L'économie morale de la mort au XIXe siècle. Regards croisés sur la France et l'Angleterre
Résumé
Cet article examine la façon dont, au XIXe siècle, la question des inhumations devient, en France comme en Angleterre, l’objet d’un traitement politique qui alimente une profonde refondation des économies de la mort. Il décrit tout d’abord son émergence comme « problème public », soutenant l’invention de nouvelles formes institutionnelles autour des funérailles et des cimetières. Attentive aux arguments et principes de légitimité en débat, l’analyse rend compte de la façon dont cette construction institutionnelle est traversée, dans les deux pays, par des enjeux similaires : la question des relations entre pouvoirs publics et Églises dans le traitement de la mort, l’invention des dispositifs politiques et sociaux de prise en charge de la question sociale de la pauvreté, la construction de la légitimité de l’industrie privée comme partie prenante de l’économie des funérailles.

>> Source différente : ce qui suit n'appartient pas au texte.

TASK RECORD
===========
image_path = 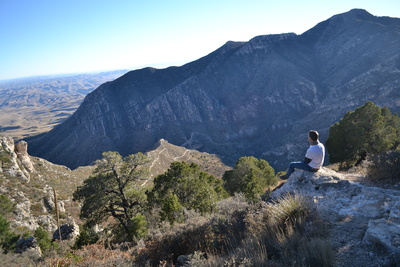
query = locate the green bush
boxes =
[74,225,99,249]
[222,157,278,201]
[367,150,400,183]
[326,102,400,167]
[0,195,15,216]
[33,226,57,252]
[147,161,228,223]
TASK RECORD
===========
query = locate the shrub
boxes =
[74,225,99,249]
[222,157,278,201]
[367,150,400,182]
[0,195,15,216]
[0,215,19,253]
[267,194,311,232]
[34,226,58,252]
[326,102,400,167]
[147,161,228,223]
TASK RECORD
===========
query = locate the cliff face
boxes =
[29,10,400,169]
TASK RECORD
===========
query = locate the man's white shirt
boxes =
[306,142,325,169]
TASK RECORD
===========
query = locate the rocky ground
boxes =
[273,168,400,267]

Elle montre que la distance entre les conceptions française et anglaise, qui pourrait trop immédiatement se laisser enfermer dans l’opposition binaire monopole public / marché libre, décrit une différenciation beaucoup plus subtile. Celle-ci renvoie à des formes originales de co-régulation entre les autorités publiques, les Églises, les entrepreneurs et la société civile dans la mise en œuvre d’une économie morale autour des funérailles.